K. K. M. Lee $^{a}$, B. O'Neill, W. R. Panero $^{b}$, S-H. Shim $^{a}$, L. R. Benedetti $^{c}$ and R. Jeanloz $^{a}$
$^{a}$ Department of Earth and Planetary Science, University of California, Berkeley, 94720-4767, USA $^{b}$ Department of Geological Sciences, University of Michigan, Ann Arbor 48109, USA $^{c}$ CEA, Bruyeres-Le-Chatel, France 91680
High-resolution x-ray diffraction to 107 GPa on an undepleted natural peridotite -- of pyrolite composition and representative of the Earth's upper-mantle -- transforms to the assemblage $\sim$76 ($\pm$ 2)\% (Mg$_{0.88}$ Fe$^{2+}$$_{0.05}$ Fe$^{3+}$$_{0.01}$ Al$_{0.12}$ Si$_{0.94}$)O$_{3}$ orthorhombic perovskite by volume (at zero pressure), 17 ($\pm$ 2)\% (Mg$_{0.80}$ Fe$_{0.20}$)O magnesiow\"{u}stite and 7 ($\pm$ 1)\% CaSiO$_{3}$ perovskite at lower-mantle conditions.
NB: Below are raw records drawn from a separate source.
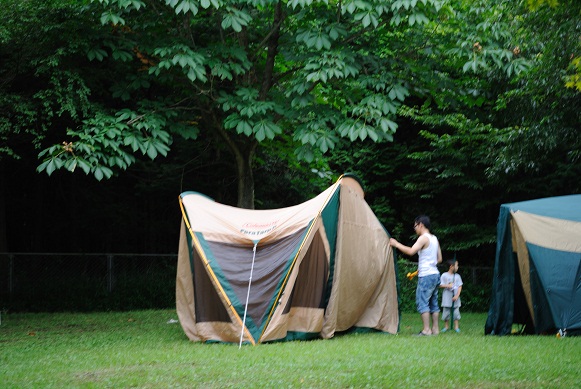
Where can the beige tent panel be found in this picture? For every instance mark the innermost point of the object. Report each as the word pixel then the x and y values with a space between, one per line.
pixel 282 322
pixel 362 262
pixel 223 223
pixel 522 253
pixel 557 234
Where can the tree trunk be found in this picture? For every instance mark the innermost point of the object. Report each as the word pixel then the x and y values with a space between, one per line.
pixel 244 160
pixel 3 225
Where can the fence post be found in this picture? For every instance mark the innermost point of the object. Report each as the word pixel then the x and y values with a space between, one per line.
pixel 11 275
pixel 109 273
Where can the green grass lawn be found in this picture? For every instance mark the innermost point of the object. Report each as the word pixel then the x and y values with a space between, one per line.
pixel 140 349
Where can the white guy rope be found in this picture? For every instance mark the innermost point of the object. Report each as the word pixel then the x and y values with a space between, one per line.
pixel 247 295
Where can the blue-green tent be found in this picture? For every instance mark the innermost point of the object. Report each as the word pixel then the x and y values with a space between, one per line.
pixel 537 273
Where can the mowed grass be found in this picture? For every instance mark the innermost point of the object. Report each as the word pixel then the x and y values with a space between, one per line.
pixel 141 349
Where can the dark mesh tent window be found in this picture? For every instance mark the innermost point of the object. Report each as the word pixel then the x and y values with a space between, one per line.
pixel 309 288
pixel 209 307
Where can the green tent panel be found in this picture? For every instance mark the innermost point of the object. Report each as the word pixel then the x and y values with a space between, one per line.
pixel 308 271
pixel 537 272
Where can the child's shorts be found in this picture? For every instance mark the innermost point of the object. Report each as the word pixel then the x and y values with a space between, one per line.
pixel 446 313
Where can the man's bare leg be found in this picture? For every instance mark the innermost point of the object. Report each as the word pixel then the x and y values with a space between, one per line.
pixel 426 323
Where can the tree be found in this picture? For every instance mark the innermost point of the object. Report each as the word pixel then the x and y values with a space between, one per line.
pixel 302 71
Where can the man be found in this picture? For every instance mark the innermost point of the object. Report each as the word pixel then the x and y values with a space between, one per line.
pixel 429 255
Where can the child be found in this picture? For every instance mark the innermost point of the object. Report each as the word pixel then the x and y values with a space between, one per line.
pixel 451 282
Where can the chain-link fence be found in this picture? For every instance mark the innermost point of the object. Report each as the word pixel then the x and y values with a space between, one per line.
pixel 86 282
pixel 91 282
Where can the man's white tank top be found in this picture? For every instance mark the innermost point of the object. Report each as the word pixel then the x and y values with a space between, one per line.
pixel 428 257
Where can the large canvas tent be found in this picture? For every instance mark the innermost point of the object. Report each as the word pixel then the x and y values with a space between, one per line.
pixel 537 273
pixel 307 271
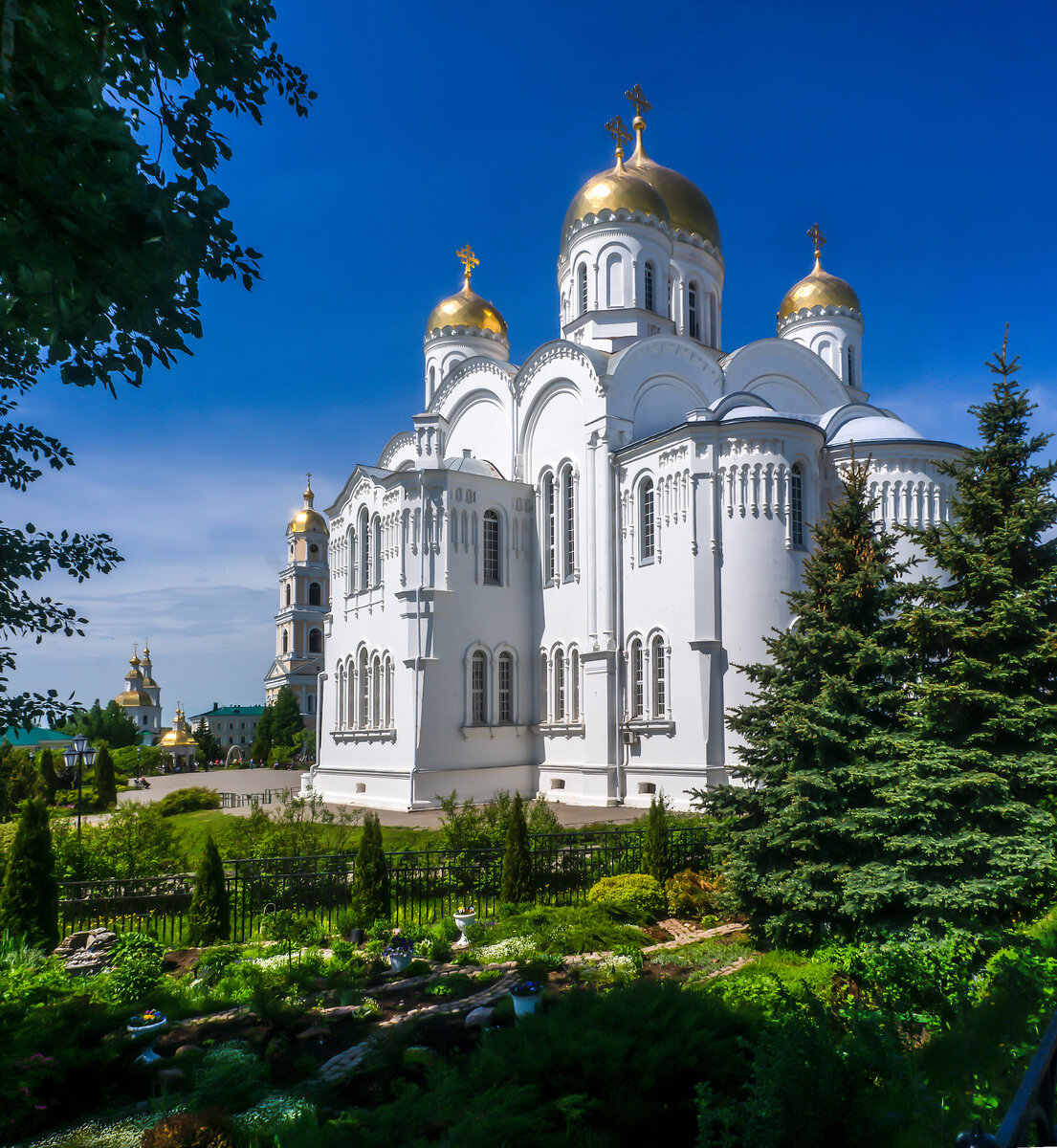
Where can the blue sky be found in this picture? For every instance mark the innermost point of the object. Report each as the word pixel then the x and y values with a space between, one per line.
pixel 919 137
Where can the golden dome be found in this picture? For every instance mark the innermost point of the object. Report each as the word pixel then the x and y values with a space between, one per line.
pixel 820 288
pixel 689 210
pixel 466 309
pixel 612 190
pixel 308 520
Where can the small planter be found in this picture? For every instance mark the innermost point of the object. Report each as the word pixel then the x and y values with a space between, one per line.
pixel 463 922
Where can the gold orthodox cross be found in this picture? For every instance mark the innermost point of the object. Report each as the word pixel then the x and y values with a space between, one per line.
pixel 638 100
pixel 615 127
pixel 816 235
pixel 470 261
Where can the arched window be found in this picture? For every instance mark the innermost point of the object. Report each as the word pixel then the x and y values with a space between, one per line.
pixel 647 525
pixel 797 506
pixel 363 550
pixel 637 681
pixel 659 670
pixel 478 689
pixel 493 571
pixel 694 320
pixel 363 690
pixel 506 689
pixel 568 506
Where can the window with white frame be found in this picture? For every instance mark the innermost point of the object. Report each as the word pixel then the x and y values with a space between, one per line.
pixel 493 568
pixel 647 521
pixel 505 689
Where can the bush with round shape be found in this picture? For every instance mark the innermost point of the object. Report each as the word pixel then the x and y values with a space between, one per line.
pixel 630 895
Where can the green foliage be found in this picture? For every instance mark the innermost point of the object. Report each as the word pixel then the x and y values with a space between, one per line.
pixel 188 801
pixel 517 884
pixel 209 914
pixel 105 785
pixel 656 847
pixel 632 895
pixel 29 901
pixel 371 876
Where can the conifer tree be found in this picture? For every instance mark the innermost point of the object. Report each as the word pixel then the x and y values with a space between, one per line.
pixel 656 845
pixel 817 730
pixel 209 914
pixel 371 877
pixel 517 858
pixel 29 902
pixel 105 784
pixel 47 775
pixel 969 833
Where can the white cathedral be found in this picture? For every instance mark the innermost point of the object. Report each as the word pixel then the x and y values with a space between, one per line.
pixel 545 585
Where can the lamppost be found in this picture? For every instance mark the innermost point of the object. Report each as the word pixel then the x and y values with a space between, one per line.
pixel 78 756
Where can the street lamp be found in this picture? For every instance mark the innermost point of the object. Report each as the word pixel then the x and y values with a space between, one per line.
pixel 78 756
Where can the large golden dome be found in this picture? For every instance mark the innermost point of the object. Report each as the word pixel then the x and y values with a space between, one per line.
pixel 466 309
pixel 612 190
pixel 689 210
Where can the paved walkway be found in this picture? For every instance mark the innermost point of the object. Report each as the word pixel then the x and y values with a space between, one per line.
pixel 257 781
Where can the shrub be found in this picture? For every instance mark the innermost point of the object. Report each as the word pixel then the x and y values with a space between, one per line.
pixel 210 1129
pixel 188 801
pixel 632 895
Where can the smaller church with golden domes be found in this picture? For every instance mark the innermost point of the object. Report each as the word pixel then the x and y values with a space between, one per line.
pixel 547 583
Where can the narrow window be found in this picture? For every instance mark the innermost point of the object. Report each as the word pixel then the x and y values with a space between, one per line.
pixel 648 540
pixel 637 680
pixel 478 689
pixel 569 532
pixel 660 681
pixel 506 689
pixel 492 549
pixel 797 506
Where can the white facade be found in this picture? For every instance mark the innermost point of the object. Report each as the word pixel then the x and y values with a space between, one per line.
pixel 546 583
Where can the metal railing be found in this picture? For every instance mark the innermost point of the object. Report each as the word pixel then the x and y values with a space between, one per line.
pixel 425 884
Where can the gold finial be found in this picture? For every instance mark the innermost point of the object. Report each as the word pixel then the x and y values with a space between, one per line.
pixel 470 261
pixel 616 129
pixel 817 238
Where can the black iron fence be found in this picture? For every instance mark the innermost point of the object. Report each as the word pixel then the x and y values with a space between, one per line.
pixel 425 884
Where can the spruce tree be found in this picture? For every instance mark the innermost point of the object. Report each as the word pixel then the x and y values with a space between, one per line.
pixel 209 916
pixel 656 845
pixel 371 876
pixel 969 833
pixel 817 730
pixel 105 785
pixel 47 775
pixel 517 858
pixel 29 902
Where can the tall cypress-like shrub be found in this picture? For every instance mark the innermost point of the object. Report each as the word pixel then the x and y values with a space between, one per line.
pixel 968 831
pixel 209 916
pixel 819 734
pixel 371 878
pixel 656 844
pixel 105 784
pixel 517 858
pixel 29 901
pixel 48 776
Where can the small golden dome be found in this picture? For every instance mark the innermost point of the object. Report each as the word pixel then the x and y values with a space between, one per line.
pixel 612 190
pixel 820 288
pixel 689 210
pixel 466 309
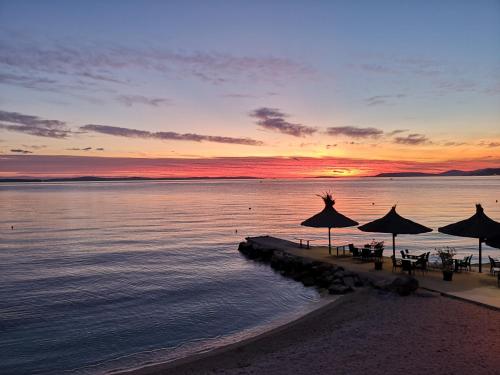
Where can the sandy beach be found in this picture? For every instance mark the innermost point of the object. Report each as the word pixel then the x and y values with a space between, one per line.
pixel 368 331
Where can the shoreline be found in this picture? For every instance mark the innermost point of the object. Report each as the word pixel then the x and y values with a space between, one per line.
pixel 368 331
pixel 328 302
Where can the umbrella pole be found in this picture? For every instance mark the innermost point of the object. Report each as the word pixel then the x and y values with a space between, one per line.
pixel 480 256
pixel 394 245
pixel 329 242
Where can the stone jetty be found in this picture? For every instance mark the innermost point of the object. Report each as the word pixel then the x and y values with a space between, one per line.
pixel 323 275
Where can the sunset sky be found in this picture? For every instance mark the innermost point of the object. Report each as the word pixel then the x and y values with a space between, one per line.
pixel 248 88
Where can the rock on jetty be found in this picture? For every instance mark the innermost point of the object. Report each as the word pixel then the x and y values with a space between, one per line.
pixel 323 275
pixel 311 273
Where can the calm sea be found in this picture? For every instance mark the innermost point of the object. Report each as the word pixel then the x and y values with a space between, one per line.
pixel 102 276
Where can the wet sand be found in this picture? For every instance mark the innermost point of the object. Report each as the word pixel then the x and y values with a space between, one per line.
pixel 367 332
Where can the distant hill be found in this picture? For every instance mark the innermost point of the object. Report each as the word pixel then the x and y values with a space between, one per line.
pixel 453 172
pixel 96 179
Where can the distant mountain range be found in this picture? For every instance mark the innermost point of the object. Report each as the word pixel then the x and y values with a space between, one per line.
pixel 453 172
pixel 95 178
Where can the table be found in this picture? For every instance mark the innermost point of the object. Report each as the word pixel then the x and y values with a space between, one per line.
pixel 304 239
pixel 343 247
pixel 414 256
pixel 409 260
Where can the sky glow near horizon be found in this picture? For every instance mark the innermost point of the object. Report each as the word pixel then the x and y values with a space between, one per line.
pixel 266 89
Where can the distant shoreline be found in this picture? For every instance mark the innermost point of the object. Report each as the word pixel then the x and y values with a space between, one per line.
pixel 450 173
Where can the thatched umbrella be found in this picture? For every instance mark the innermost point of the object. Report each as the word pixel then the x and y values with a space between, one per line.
pixel 477 226
pixel 393 223
pixel 493 242
pixel 329 218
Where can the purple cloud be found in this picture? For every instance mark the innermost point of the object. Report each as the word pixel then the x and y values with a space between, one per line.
pixel 396 131
pixel 354 132
pixel 489 144
pixel 273 119
pixel 134 133
pixel 382 99
pixel 130 100
pixel 100 63
pixel 33 125
pixel 412 139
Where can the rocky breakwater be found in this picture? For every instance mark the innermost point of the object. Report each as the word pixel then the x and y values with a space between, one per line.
pixel 323 275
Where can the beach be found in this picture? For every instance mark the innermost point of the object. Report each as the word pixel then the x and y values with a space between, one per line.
pixel 368 331
pixel 124 275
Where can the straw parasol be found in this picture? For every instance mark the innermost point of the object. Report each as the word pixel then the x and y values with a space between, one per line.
pixel 394 223
pixel 493 242
pixel 478 226
pixel 329 218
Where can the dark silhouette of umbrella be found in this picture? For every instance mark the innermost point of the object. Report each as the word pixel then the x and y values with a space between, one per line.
pixel 394 223
pixel 329 218
pixel 493 242
pixel 478 226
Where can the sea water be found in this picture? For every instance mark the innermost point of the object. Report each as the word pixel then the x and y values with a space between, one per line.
pixel 99 276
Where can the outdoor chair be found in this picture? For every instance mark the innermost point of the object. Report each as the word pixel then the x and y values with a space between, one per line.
pixel 407 266
pixel 396 263
pixel 353 248
pixel 377 253
pixel 464 263
pixel 356 254
pixel 421 263
pixel 494 265
pixel 366 254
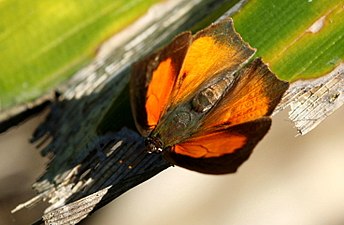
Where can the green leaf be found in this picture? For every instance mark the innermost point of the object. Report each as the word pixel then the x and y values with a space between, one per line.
pixel 299 39
pixel 43 42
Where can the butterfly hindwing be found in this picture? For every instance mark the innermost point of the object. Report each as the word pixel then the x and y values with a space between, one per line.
pixel 253 132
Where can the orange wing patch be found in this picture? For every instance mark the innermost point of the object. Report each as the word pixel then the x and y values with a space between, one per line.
pixel 253 97
pixel 159 91
pixel 214 49
pixel 211 145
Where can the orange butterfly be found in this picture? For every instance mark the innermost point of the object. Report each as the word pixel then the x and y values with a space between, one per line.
pixel 201 102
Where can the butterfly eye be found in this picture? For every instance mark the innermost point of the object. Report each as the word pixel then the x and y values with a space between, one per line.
pixel 208 97
pixel 181 120
pixel 153 144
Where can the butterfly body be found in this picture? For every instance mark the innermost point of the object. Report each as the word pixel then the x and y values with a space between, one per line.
pixel 201 102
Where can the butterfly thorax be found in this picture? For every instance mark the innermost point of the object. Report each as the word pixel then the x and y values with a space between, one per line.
pixel 184 120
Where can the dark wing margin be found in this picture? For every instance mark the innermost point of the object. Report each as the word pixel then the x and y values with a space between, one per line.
pixel 228 163
pixel 142 72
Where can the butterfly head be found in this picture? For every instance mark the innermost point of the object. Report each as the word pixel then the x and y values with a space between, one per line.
pixel 153 144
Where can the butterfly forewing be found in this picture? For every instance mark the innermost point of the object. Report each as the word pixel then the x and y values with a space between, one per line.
pixel 152 80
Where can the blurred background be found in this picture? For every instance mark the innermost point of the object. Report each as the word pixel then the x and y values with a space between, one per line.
pixel 287 180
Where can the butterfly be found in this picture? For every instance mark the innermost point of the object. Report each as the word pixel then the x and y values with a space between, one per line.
pixel 202 101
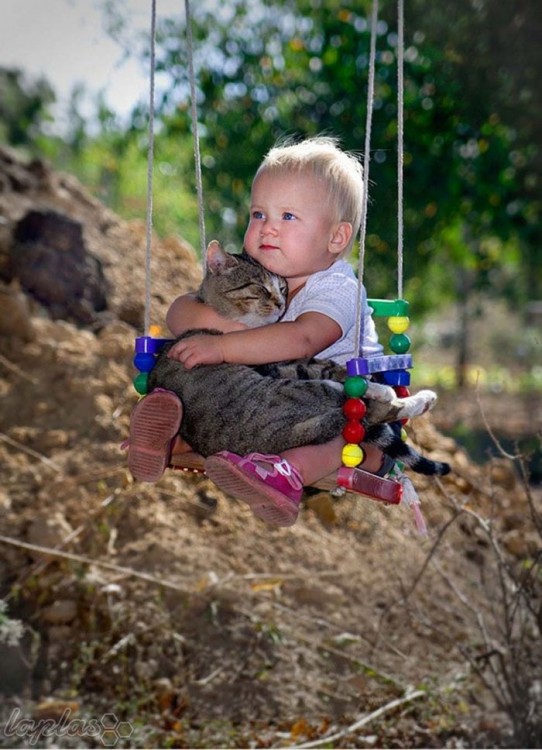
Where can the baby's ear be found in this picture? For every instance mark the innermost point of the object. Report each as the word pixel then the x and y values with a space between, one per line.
pixel 217 258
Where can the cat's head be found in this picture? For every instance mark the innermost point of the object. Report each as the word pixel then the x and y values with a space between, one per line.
pixel 239 288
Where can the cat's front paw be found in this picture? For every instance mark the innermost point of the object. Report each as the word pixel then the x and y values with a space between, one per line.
pixel 414 406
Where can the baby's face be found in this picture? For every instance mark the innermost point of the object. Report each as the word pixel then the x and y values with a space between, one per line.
pixel 291 226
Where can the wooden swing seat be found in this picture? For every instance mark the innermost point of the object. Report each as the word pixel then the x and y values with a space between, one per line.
pixel 376 488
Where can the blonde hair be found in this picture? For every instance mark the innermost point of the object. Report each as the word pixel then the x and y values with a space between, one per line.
pixel 341 172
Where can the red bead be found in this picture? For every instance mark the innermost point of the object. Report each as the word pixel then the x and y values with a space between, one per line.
pixel 354 408
pixel 353 432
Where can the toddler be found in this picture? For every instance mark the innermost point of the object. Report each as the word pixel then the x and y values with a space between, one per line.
pixel 305 213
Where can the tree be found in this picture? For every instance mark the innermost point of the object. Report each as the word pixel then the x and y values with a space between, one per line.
pixel 24 107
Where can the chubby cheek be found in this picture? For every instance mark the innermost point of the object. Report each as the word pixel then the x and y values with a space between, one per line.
pixel 250 240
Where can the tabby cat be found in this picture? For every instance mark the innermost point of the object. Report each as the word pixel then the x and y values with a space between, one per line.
pixel 269 408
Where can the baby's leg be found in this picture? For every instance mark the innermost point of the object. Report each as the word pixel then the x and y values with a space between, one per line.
pixel 314 462
pixel 154 425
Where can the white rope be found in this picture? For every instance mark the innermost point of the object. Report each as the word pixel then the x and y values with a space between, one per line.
pixel 195 130
pixel 400 142
pixel 360 317
pixel 150 162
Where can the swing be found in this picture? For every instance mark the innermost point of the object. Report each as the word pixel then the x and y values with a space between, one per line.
pixel 392 368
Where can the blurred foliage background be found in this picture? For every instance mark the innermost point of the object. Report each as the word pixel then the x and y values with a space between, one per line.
pixel 267 70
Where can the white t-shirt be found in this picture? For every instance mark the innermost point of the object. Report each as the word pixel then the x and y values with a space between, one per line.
pixel 334 292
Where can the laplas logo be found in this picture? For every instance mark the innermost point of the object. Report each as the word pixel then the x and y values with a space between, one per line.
pixel 107 729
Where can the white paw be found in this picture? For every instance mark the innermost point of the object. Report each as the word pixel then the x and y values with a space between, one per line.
pixel 379 392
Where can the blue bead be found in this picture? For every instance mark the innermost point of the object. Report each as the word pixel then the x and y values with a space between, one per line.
pixel 144 361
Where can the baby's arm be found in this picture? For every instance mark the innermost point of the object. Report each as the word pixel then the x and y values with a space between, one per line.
pixel 309 334
pixel 187 312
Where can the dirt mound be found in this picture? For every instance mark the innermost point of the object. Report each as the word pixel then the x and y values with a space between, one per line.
pixel 170 606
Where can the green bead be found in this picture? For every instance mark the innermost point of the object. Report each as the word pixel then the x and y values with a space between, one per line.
pixel 355 386
pixel 141 383
pixel 400 343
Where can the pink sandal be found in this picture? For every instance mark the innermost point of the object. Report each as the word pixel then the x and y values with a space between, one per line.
pixel 268 484
pixel 154 424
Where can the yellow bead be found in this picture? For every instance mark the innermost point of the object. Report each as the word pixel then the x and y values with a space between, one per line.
pixel 352 455
pixel 398 323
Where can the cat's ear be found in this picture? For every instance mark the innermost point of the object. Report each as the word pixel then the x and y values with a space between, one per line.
pixel 217 258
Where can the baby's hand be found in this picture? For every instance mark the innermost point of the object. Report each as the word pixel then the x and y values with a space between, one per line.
pixel 198 350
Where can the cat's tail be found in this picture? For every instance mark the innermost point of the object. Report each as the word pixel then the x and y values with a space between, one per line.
pixel 418 463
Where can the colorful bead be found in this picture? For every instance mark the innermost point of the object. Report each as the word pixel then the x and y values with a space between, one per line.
pixel 144 361
pixel 354 408
pixel 140 382
pixel 400 343
pixel 398 324
pixel 353 432
pixel 352 455
pixel 355 386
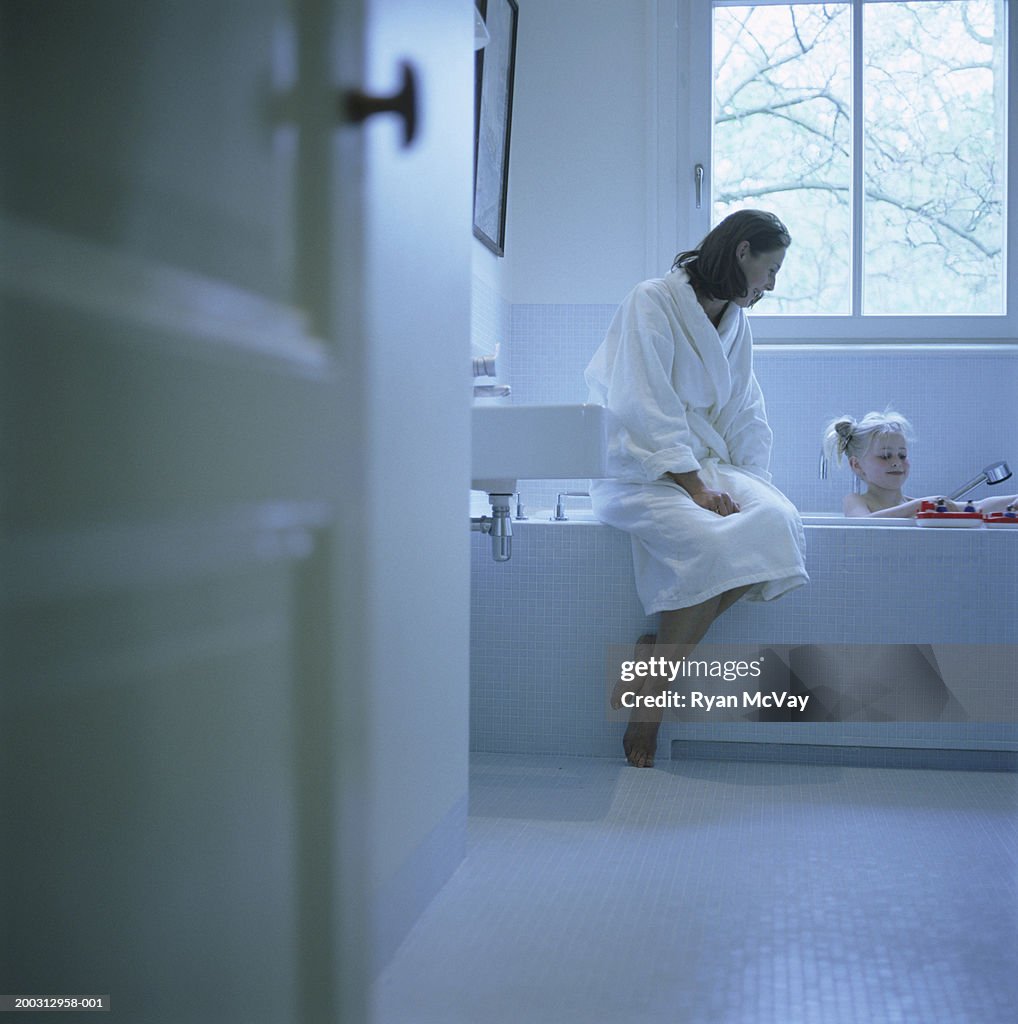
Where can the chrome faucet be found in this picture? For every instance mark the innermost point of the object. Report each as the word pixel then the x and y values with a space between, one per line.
pixel 995 472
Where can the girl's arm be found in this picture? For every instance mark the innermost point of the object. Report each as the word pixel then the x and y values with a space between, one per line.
pixel 854 505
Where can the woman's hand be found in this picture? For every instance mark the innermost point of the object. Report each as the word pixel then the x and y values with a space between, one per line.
pixel 716 501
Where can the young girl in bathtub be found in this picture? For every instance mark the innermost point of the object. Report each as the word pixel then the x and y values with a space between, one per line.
pixel 877 449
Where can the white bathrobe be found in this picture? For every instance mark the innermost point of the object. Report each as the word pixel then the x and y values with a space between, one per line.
pixel 686 398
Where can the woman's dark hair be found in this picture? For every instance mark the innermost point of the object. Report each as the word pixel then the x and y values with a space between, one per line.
pixel 713 268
The room-temperature bulk properties ($\rho$$_{0}$ = 4.13 ($\pm$ 0.02) g/cm$^{3}$, isothermal bulk modulus K$_{0T}$ = 247 ($\pm$ 21) GPa and pressure derivative K$_{0T}$' = 4.01 ($\pm$ 0.67)) of this high-pressure assemblage, together with a range of estimates of thermal properties of the constituent minerals, lead to quantitative predictions of density ($\pm$ 0.5\% uncertainty) and bulk modulus ($\pm$ 3\% uncertainty) for the high-pressure assemblage at lower-mantle pressures and temperatures. The values that we obtain are inconsistent with seismological constraints on the density, bulk modulus and temperature of the lower mantle. Therefore, we propose a lower mantle differing in composition (e.g., richer in iron) from current estimates for the upper mantle, implying some amount of segregation between the upper and lower mantle.